A volta às aulas presenciais em meio à pandemia do novo coronavírus e sem uma vacina até aqui descoberta pela ciência, virou um pesadelo para os pais, que temem o contágio dos filhos no ambiente escolar. Mandar crianças e jovens para a sala de aula é algo ainda inimaginável para muitos. Drama também para quem segue tentando acompanhar e ajudar os filhos nas aulas on-line e até para os estudantes universitários. A educação vive um novo momento. 

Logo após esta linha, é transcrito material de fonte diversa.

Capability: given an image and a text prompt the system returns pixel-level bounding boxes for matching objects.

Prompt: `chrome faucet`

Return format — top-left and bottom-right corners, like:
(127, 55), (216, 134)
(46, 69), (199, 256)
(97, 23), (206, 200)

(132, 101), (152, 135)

O Eufemea ouviu mães que falam sobre a preocupação com essa retomada. Ouviu também uma psicopedagoga, que fala sobre a preparação para a retomada do ponto de vista psicológico o que isso representa para o aluno, há mais de cinco meses em isolamento social e em vários casos sem aula nem mesmo virtual. 

“Não concordo com retorno em pleno final do ano. Há riscos pra casa, uma vez que residimos com minha mãe hipertensa e meu irmão diabético”, diz Fernanda Morais, mãe de Sofia Aranda, aluna do ensino fundamental I, quarto ano, em escola privada. 

Ela considera que não há mais como se falar em resgate do ano letivo após tanto tempo sem aulas presenciais. “Por mim, não há como resgatar o ano letivo, pois seria injusto, mesmo sendo uma despesa grande “perdida”. Por mim, continuaria on-line, pois é melhor ter as aulas para que possa fazer alguma atividade do que permanecer totalmente ociosa”. 

Por outro lado, Fernanda chama atenção para a questão do desenvolvimento e rendimento escolar nas aulas virtuais.  

“É complicado pagar e saber que a criança não tem o mesmo rendimento, pois as notas estão ótimas, mas o conhecimento restrito. Ela passará de ano pelas notas, mas sofrerá para acompanhar uma série que exigirá mais. Terá que se esforçar bastante e já prevejo mais gastos com reforço. Por outro lado, seria justo ela passar de ano e quem está na rede pública não passar? Por não ter tido acesso a material, computador, internet, por ter pais ou responsáveis analfabetos que não poderiam ajudar na tarefa de casa… São muitos entraves. Muito complicado”. 

Fernanda Morais, mãe de Sofia Aranda

Dificuldade nas aulas on-line 

Fernanda lembra ainda que o atual cenário é muito difícil para os pais. “Aulas presenciais suspensas e mensalidade com desconto determinado pela Justiça. Aulas on-line pelo mesmo período das aulas presenciais ou seja, umas quatro horas e meia. Implica em ter uma boa internet. Tive que trocar por uma mais cara. Um bom aparelho smartphone ou notebook. No caso meu notebook quebrou durante esse processo.️ E também estou sem impressora. Graças a Deus a escola não manda material além do que consta nos módulos”. 

Diante de todos os entraves, Fernanda considera que se torna complicado exigir da filha criança. “A dificuldade em exigir maturidade a uma criança de 10 anos para que esteja disposta a sentar por mais de quatro horas estudando, sem contar com as tarefas de casa, tendo ao seu redor inúmeros atrativos como TV, Internet, jogos… Distrações de toda sorte! Dificuldade em mudar a rotina porque teria que sentar e estudar com ela, passando as quatro horas e meia dedicadas as tarefas”, ela revela. 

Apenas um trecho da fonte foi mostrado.